The hill was alive with canines, clustering in small groups, conversing among themselves in low growls and short barks. They sat or stood or lay on the leaves and their fur ranged from ebony to sawdust-brown to squirrel-red. Cody smiled as he approached the meeting, for here as nowhere else in all the world, the preeminent barbarians met with those representatives of civilization who had not yet grown too civilized to fail to appreciate their barbarian kin. Occasionally, a small squabble would break out, but this was always resolved very quickly, for if left unchecked it could lead to terrible war which could spread to all corners of the canine globe.
There was a cluster of terriers – the reformed terriers, the relapsed terriers, the orthodox terriers, the practicing terriers, and the demi-terriers – arguing amongst themselves about arcane points of terrier theology. A group of wolves from Northern Canada looked on in what would have been called amusement if they had been dogs, but since wolves were perpetually angry and hungry was better classed as a form of interested annoyance. Wolves practiced only the most primitive and rudimentary religions, which emphasized the moon and the stars, darkness and warmth, and an afterlife which consisted of feasting, procreation, and endless battle.
Cody followed Fang over to a mixed cluster, where a grey wolf was arguing with an old chinook.
“You die, that it,” said the wolf. “Nothing after. You not go on. Nothing. Gone.”

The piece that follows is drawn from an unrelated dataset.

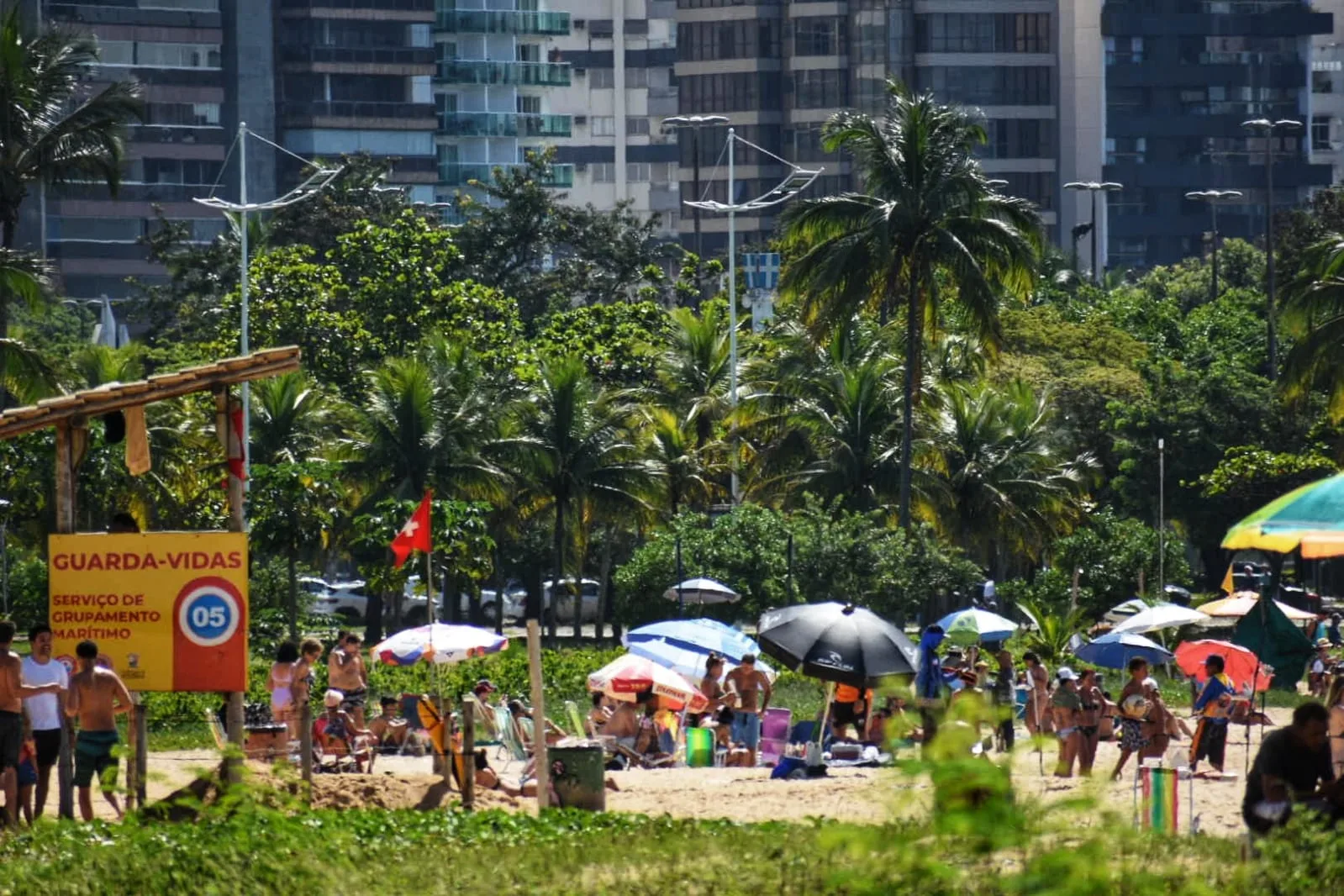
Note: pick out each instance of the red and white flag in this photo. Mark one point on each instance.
(414, 535)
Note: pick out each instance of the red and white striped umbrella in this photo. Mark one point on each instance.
(630, 675)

Cody wondered why this was the topic of conversation, but he listened to the chinook tell the wolf that the humans built great shrines to the afterlife and that if the humans were doing this, it must mean they knew something canines didn’t.
“Humans not know anything,” said the wolf. “Of course, dog think human know everything. Wolf know better. Human strap himself into tube and create big explosion. Send him up into sky. Maybe he come down. Maybe not. Human think this smart thing to do. Explosion to throw him into sky.”
“The humans say they’ve been to the moon that way,” said the chinook. “They plant flag there.”
“Plant flag my claw,” said the wolf. “They not plant flag. What flag? Probably big red and white stripe flag humans in this part of world so proud of. They like red and white flag more than any other human like any flag. They not go to moon. Impossible to go to moon. Moon not let them. Humans lying about that like lie about everything else. If they could go to moon, couldn’t do it by blowing explosions out back of metal tube. Go to moon. Hah.”